A standard box of Chanukah candles contains 44 candles. That’s exactly what you need when you include the shamash, the helper candle with which we light the other candles every night. But if you only count the actual Chanukah candles without the shamash, you will discover that there are 36 candles (1+2+3+4+5+6+7+8=36).

Of course, this is not accidental. Rabbi Levi Yitzchok Schneerson sees deep significance to this number, related to the core of the Chanukah message.

In the words of the Al Hanisim prayer, the Greek occupiers worked hard to “Make [Israel] forget Your Torah.”

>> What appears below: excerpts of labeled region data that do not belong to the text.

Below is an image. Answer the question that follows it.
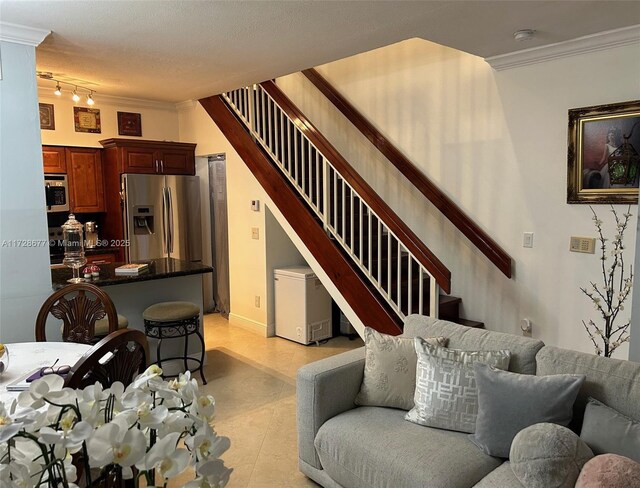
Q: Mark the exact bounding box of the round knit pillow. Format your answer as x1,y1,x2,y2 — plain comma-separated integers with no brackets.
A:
509,423,593,488
575,454,640,488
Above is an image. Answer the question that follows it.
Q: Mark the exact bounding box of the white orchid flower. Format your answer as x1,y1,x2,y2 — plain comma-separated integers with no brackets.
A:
136,432,191,479
18,374,64,409
40,411,93,453
87,418,147,467
131,364,162,388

A careful look at the Chanukah story reveals that the Greeks’ primary battle to make Israel “forget” was waged against the rabbinic traditions that make up the Oral Torah. The actual Written Torah was something they know they could not cause Israel to forget. Sure, they tried to make the Jews stop practicing, but knew they could not make them forget something documented so well in thousands of Torah scrolls. Conversely, they did try to eradicate all traces of the oral laws carefully preserved in the memories of the Jewish people.

Hundreds of years after the Chanukah miracle, the framework of these oral laws was committed to writing in the form of the Mishnah, edited by Rabbi Judah the Prince. As the centuries passed, even more of the Oral Torah was written down, and two major bodies of Jewish law were formed, one in Israel and one in Babylon. The Babylonian Talmud, which gained prominence as the primary repository of Talmudic teaching, contains commentaries on exactly 36 tractates of the Mishnah.

And this brings us back to the number 36. The 36 Chanukah lights celebrate the survival of the Oral Law, which has since found expression in the 36 tractates of the Babylonian Talmud.

Another connection: One of the sages credited with collecting and redacting the teachings of the Babylonian Talmud was Rav Ashi, whose name is very closely linked to “aish,” the Hebrew word for “fire,” the medium for the Chanukah celebration.

This connection goes back in history to the pre-Chanukah period as well. The primary guardians and creators of the rabbinic traditions were the 71 members of the Sanhedrin, Israel’s highest court. In order for any decision to be made binding, there needed to be a majority of at least . . . 36!

So when you light your Chanukah candles this year, remember that we are doing more than celebrating the miracle of the oil. We are also celebrating the fact that we can keep the Torah in its entirety, including the vital Oral Law.